Use the list_of_ids directly:

format_strings = ','.join(['%s'] * len(list_of_ids))
cursor.execute("DELETE FROM foo.bar WHERE baz IN (%s)" % format_strings,
                tuple(list_of_ids))

That way you avoid having to quote yourself, and avoid all kinds of sql injection.

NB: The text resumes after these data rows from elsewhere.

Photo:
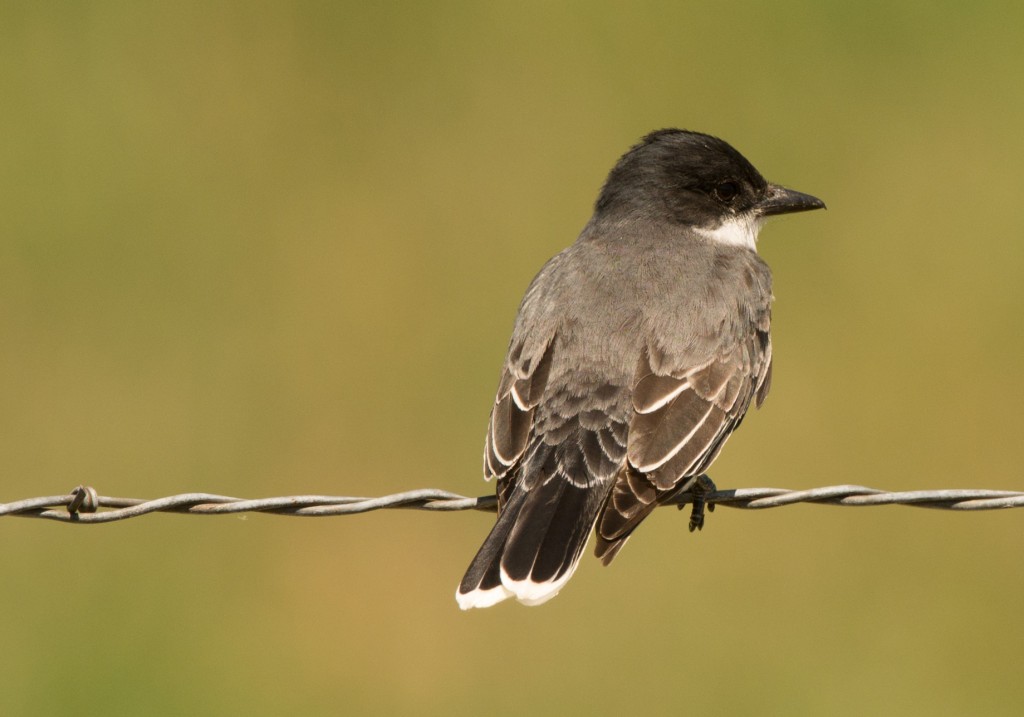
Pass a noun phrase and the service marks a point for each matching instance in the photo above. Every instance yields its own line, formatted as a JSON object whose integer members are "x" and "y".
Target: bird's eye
{"x": 726, "y": 192}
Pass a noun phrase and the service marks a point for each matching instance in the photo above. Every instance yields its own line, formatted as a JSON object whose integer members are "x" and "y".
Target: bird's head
{"x": 699, "y": 181}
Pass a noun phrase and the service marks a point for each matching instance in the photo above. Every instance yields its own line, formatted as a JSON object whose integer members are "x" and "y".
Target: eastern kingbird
{"x": 635, "y": 354}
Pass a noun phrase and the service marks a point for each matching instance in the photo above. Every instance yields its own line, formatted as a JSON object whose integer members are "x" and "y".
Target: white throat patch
{"x": 740, "y": 230}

Note that the data (list_of_ids) is going directly to mysql’s driver, as a parameter (not in the query text) so there is no injection. You can leave any chars you want in the string, no need to remove or quote chars.

Answered By: nosklo
list_of_ids = [ 1, 2, 3]
query = "select * from table where x in %s" % str(tuple(list_of_ids))
print query

This could work for some use-cases if you don’t wish to be concerned with the method in which you have to pass arguments to complete the query string and would like to invoke just cursror.execute(query).

Another way could be:

"select * from table where x in (%s)" % ', '.join(str(id) for id in list_of_ids)
Answered By: Anurag Nilesh

Very simple: Just use the below formation

rules_id = [“9″,”10”]

sql1 = “SELECT * FROM attendance_rules_staff WHERE id in(“+”, “.join(map(str, rules_id))+”)”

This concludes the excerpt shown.